NO MORE NOSTALGIA / by jessica kirkpatrick

 Oil on Panel, 45" x 50" 2018

  Watch how I made this painting from beginning to end.  This piece is intense and dramatic, speaking to my own childhood in Northern California and but also carries themes of religion and the feminine body.  This piece went through several incarnations, which is frustrating and confusing, but I know that when that happens in a piece that I am probably growing as an artist. 


I start out collecting images I am attracted to as painting sources.  These are mostly my own photos, but I will also source found imagery. Such as the one of actress Blake Lively's feet from the foot fetish  Consciously or not, I tend to combine a landscape background, architectural mid-ground with a figurative element.  These collage mash up create surprising narratives, and I enjoy how meaning and making inform and assert each other.  

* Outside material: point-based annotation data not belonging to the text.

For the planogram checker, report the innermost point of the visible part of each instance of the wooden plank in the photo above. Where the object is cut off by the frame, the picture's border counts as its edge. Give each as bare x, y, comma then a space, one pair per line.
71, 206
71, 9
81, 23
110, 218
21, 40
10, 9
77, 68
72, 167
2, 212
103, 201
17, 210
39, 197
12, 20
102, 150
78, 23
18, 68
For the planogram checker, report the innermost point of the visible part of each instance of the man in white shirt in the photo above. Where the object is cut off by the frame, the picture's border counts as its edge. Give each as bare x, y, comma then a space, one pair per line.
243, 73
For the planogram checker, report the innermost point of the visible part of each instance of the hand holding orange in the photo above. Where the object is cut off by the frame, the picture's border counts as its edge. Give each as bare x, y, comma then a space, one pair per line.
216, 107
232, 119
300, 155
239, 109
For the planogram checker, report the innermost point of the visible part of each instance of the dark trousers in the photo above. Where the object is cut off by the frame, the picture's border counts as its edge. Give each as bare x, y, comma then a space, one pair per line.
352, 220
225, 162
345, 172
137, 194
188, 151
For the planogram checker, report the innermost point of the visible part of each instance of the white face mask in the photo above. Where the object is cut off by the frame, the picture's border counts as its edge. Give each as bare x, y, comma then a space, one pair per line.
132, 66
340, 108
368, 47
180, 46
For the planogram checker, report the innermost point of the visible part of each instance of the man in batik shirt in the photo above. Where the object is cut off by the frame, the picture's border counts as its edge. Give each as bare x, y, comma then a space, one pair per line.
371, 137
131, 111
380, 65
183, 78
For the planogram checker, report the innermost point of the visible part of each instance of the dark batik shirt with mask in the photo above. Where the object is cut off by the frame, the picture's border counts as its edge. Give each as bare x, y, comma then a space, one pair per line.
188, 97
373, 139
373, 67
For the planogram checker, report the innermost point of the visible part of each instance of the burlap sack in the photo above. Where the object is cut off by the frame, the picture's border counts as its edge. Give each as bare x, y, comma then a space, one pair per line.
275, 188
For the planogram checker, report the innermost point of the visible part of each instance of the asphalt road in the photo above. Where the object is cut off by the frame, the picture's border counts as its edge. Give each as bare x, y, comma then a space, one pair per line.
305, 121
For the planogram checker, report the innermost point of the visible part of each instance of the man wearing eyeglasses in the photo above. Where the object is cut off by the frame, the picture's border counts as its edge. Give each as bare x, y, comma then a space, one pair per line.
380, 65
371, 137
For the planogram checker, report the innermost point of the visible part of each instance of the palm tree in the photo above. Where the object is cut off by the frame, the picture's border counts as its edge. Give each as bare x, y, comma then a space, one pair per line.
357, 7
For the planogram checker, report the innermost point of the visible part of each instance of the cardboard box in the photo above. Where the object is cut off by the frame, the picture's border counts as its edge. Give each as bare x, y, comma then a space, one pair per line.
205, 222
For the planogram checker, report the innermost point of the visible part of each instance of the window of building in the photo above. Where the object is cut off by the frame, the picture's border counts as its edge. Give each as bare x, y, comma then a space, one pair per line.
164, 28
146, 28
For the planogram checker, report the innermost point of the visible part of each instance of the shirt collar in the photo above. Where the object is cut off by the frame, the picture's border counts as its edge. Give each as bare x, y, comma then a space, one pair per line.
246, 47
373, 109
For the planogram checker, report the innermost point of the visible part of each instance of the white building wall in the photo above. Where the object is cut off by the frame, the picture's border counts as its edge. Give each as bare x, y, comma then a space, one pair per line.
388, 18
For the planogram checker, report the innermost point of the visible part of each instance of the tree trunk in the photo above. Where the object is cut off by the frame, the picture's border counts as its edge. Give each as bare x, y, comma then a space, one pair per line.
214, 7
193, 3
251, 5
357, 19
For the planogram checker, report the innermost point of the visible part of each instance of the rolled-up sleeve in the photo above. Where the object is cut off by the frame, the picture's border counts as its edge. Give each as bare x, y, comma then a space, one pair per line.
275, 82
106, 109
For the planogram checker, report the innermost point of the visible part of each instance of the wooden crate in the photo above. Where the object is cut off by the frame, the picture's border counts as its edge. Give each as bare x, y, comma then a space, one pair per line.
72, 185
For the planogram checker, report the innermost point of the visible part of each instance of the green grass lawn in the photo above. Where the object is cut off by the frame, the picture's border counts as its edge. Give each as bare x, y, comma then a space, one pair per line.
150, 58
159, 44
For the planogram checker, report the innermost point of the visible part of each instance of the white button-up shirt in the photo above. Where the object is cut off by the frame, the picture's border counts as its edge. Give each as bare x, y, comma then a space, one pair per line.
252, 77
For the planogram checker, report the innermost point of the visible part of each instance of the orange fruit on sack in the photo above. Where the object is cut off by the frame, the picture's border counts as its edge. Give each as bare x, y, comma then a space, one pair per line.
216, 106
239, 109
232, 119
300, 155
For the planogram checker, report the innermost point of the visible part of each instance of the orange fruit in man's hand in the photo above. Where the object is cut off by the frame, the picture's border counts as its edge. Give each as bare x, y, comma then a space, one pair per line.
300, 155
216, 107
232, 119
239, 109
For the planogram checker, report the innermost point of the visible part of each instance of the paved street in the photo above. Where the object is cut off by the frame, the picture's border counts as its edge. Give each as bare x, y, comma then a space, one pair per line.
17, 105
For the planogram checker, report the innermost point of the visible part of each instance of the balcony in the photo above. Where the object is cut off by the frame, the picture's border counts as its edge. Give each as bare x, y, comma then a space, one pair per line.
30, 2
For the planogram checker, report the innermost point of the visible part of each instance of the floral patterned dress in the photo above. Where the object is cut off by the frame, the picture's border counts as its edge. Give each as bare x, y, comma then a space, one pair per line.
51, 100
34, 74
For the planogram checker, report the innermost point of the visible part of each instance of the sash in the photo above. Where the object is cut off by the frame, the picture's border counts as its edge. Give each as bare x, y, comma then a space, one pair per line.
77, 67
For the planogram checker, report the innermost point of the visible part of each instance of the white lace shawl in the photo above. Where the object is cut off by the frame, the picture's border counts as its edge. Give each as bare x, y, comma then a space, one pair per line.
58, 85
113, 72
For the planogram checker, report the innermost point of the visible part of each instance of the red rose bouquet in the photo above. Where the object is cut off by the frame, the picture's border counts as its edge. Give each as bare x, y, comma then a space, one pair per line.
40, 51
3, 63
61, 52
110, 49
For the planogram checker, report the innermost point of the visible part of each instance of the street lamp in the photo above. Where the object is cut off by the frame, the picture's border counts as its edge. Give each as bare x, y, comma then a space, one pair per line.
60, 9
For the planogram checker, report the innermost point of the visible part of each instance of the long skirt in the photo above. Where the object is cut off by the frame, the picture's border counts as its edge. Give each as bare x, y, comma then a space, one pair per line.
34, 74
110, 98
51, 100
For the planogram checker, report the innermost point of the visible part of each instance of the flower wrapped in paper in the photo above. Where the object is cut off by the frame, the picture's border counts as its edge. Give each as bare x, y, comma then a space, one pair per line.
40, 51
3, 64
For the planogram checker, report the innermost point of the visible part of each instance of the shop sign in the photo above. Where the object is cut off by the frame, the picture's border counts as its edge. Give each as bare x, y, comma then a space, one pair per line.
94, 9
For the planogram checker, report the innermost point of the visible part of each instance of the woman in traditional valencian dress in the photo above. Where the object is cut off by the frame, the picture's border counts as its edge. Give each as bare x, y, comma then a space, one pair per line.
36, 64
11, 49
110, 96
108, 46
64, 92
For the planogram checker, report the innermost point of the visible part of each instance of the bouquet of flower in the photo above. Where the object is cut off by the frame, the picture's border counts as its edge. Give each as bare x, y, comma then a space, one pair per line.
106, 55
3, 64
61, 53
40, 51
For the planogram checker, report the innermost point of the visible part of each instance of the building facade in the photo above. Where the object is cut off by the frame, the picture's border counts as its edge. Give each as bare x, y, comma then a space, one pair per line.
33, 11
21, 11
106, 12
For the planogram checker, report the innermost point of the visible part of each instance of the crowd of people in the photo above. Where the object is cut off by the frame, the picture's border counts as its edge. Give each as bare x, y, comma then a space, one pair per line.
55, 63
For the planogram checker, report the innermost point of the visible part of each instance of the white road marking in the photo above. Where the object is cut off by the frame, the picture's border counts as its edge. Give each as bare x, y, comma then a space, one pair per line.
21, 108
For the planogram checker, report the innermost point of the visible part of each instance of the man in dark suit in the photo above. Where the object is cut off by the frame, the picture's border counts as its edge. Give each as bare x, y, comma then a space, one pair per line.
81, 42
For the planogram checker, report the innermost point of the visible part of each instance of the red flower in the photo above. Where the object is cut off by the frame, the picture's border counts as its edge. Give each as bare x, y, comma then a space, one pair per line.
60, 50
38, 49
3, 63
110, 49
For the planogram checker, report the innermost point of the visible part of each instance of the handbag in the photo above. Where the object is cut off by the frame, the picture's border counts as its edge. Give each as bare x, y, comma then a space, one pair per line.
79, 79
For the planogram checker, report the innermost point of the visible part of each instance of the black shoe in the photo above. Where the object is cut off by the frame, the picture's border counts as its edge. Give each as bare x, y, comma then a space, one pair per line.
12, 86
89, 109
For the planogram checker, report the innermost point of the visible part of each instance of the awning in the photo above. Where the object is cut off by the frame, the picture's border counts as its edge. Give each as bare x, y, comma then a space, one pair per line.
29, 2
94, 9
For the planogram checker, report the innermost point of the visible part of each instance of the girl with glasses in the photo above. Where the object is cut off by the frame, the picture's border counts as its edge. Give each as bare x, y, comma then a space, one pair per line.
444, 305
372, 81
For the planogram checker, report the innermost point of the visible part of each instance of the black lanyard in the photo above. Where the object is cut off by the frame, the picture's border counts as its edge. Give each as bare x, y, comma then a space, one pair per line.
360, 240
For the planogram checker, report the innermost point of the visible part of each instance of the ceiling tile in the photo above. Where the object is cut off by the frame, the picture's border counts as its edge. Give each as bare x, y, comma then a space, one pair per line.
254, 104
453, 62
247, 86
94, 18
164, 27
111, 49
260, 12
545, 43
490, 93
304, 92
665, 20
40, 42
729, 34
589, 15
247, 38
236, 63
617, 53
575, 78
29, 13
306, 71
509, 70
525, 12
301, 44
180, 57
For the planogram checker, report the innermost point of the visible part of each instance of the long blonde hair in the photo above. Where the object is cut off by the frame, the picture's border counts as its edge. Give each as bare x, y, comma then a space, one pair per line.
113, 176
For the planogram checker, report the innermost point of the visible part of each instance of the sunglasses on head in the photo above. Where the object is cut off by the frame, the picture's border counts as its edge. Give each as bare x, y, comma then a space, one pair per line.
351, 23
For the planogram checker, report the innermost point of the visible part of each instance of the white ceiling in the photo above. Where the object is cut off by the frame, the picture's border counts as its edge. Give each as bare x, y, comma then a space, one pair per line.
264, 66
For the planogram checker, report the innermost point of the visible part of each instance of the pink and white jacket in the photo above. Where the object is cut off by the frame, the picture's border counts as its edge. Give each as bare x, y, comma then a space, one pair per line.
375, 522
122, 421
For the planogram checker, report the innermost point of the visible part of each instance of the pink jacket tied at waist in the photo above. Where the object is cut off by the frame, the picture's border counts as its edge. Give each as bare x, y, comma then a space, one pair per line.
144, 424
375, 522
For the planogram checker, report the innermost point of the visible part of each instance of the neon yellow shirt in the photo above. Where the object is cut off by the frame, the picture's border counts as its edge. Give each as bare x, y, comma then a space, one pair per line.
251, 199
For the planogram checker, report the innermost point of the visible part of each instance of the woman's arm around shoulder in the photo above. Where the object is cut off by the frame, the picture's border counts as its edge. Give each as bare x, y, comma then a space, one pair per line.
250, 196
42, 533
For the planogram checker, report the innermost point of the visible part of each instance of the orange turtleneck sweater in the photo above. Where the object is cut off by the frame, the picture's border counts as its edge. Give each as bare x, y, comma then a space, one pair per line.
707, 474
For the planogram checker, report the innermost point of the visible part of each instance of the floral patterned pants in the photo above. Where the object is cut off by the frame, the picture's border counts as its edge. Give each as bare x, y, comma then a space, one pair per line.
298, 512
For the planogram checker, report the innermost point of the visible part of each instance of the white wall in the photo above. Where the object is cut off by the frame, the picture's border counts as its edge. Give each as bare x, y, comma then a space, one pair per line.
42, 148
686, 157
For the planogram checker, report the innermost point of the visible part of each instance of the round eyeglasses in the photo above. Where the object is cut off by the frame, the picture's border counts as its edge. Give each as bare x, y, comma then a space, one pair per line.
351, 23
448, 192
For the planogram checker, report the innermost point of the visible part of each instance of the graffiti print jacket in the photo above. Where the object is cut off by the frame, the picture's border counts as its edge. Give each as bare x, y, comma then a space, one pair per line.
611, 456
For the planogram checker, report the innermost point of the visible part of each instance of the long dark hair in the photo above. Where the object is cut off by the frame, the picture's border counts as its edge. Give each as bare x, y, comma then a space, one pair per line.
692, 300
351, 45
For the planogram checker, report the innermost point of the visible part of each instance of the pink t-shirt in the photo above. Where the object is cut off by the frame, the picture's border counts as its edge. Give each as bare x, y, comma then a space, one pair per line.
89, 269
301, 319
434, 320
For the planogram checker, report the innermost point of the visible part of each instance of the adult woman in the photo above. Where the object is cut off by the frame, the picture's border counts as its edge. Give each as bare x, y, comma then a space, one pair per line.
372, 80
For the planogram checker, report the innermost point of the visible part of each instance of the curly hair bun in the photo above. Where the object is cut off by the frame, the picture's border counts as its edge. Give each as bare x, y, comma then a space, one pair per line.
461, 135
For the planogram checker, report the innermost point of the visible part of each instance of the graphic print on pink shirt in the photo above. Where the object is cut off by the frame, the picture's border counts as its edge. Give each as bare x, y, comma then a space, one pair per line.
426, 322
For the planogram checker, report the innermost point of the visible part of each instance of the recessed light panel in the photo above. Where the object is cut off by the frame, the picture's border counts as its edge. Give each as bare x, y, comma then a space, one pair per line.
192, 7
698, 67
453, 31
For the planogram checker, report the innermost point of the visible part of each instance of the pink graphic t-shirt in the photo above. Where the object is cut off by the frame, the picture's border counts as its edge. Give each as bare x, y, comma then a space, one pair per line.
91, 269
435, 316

Below was the original concept.  I inverted the building to negative, and overlayed some floral patterning.  I liked the confusion in perspective between the high horizon line and building looming ahead.  I like the widescreen format of this composition but I ran into a lot of trouble when I attempted to adapt to a much more square shaped substrate--a panel I had on hand I though would suit this painting well.  

P1060913-Recovered copy.jpg

working in a series--I will make lots of watercolor studies.  This helps me to find some common themes and develop a palette.  Because I work from digital collage, a small study helps make the transition from photo to painting, to see how my ideas will translate into paint. 


Stage one: getting a color scheme and placing the composition.  Starting a new painting is always the most exciting because it feels so fresh and vivid.  Each brush stroke is alive with potential.  I had to decide how much sky I wanted on with the squarer composition.


stage two:  I love some things that are going on, but at the end of the day just dont feel that back ground works.  Looking back it was maybe not as bad as I thought, but the painting still felt claustrophobic.   


responding to some of the problems I recognized I went back to the computer to resolve.  In the way I added a few more elements which created an entirely new narrative.  I was very interested in Giotto for how he treats architecture and space--often skewing perspective and scale to make an image work, but also to show the importance of the characters.  I followed his inspiration directly by "quoting" him into my painting.  I was also responding to the state of decay in these old fresco, in which little chunks of plaster and paint fall off.  I enjoy that sense of history and how the image is embedded in the ancient plaster.  I emulated that effect by using distressing techniques like scraping and sanding on my painting.


while the sky was really beautiful and romantic somehow it still wasnt capturing what i wanted.  I imagined just abstracting it and darkening it.  So I use the computer just to imagine some options.

nostalgiastudy copy.jpg

i felt so crazy painting over my lovely sky.  but it also felt refreshing just simplify the composition and palette.


i went even crazier and scratch out the top layer of paint and then pored creamy paint all over! i decided the painting need a vertical element.  however the pore came out a bit scary and alien like, which wasnt my intention.  However there were some wonder marbled effects i want to keep.


finally!  i tied it all together with a thick glaze of dark blue which added to the drama, and made the building stand out.  i carved out a moon from my paint pore, which ties in with the concept of this piece being about patriarchy handing over the baton to feminine spirituality.  i worked on the disciples section and cleaned up my goddess feet.  i appreciate the journey this painting took me on, realized i want to paint on panel more often. i think i am getting better as an artist stepping into the unknown--however i hope that my next projects are a bit more straightforward.  well that being said, i think each painting has its own fight--and if there is no fight you always wonder if you pushed it to its highest potential.  i just mean to say, i really love simplicity and i guess that sometimes i have to go through a complicated process to enjoy simplicity.